Je crois que le premier janvier comme date d'anniversaire est resté lié à de bons souvenirs même au début de la guerre pour la simple raison qu'on était pas séparés. Il y avait Georgette ma mère et Lucien mon père et la ribambelle des frères et sœurs : Robert et Raymond mes grands frères d'un côté et Jacqueline et Monique, mes jeunes sœurs, de l'autre. Moi, Jean-Pierre, j'étais au milieu. Comme vous le voyez, nos jeunes parents étaient à la tête d'une petite tribu et il leur fallait autant d'énergie que de fermeté pour mener leur monde. Pourtant, je n'ai jamais senti qu'ils se privaient et que tout était dur alors que le conflit avec l'Allemagne était déclenchée. Mon père était encore jeune mais sa famille nombreuse ainsi qu'un petit problème de hanche l'ont empêché de partir au front et de rejoindre rapidement la grande famille des prisonniers de guerre. La vie a continué cahin-caha, l'occupation rendant le quotidien plus difficile ; mais il est resté l'ambiance familiale, le sentiment de l'unité qui nous habitait et pour moi, l'attente du premier janvier.
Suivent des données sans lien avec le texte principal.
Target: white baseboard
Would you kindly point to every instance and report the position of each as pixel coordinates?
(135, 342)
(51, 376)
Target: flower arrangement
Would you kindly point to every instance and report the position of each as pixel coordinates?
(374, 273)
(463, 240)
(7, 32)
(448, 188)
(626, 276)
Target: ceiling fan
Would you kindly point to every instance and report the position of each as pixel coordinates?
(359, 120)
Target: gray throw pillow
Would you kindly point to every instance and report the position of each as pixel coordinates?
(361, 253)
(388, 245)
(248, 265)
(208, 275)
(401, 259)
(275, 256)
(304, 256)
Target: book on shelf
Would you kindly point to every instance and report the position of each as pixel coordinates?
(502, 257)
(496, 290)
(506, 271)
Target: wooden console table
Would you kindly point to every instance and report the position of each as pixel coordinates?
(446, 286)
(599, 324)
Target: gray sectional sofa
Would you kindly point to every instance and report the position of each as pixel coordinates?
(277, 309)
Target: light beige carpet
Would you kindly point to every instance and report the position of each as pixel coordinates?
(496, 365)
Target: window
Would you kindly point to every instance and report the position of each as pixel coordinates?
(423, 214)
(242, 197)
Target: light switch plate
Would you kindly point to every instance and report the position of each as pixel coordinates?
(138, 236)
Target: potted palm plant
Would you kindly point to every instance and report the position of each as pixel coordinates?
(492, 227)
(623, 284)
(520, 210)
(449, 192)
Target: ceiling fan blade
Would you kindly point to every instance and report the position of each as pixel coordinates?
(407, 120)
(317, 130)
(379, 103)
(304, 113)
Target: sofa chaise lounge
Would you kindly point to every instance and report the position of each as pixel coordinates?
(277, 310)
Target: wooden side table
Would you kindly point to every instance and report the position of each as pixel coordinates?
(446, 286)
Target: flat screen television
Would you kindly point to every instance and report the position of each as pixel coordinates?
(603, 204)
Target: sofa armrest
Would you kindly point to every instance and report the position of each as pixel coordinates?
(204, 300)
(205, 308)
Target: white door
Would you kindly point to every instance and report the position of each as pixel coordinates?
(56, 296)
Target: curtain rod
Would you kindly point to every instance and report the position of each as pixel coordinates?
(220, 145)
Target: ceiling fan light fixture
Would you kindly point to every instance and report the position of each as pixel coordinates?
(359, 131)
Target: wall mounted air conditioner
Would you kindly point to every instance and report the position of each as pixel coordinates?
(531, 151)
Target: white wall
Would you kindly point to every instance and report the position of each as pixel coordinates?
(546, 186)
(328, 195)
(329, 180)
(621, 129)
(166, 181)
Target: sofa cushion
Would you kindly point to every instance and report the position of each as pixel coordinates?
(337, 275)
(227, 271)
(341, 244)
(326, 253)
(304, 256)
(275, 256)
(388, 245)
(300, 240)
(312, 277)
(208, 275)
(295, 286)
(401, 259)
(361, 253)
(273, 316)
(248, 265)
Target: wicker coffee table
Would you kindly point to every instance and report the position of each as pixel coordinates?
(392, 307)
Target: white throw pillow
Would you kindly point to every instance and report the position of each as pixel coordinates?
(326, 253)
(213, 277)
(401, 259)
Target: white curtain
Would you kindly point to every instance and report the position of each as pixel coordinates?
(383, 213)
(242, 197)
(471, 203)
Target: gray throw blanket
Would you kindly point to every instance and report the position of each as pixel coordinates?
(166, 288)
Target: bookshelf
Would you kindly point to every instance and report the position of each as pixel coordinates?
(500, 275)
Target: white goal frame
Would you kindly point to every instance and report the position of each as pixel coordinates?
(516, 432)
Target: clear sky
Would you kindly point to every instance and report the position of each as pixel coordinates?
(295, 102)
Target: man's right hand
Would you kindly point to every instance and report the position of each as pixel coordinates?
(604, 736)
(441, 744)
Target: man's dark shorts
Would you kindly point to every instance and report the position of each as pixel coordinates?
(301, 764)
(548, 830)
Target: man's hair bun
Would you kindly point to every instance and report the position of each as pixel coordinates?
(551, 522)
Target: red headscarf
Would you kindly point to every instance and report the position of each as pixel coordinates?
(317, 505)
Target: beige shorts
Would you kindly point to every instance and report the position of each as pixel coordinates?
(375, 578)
Et puis est arrivé le S.T.O. Mon père est le premier a avoir compris qu'il ne passerait pas longtemps à travers les mailles du filet. La convocation est arrivée et si vous vous attendez au récit d'un acte de résistance, alors vous serez déçus. Évidemment, il a regimbé intérieurement et tenté de jouer sur ses nombreux enfants et la légère déformation de sa hanche. Ça lui a valu la Bavière où en pleine campagne il a fait des années durant des travaux de ferme. Je ne l'ai jamais blâmé, préférant qu'il soit resté simple et sain et non un des faux héros de guerre que j'ai vu déambuler à Paris à la libération.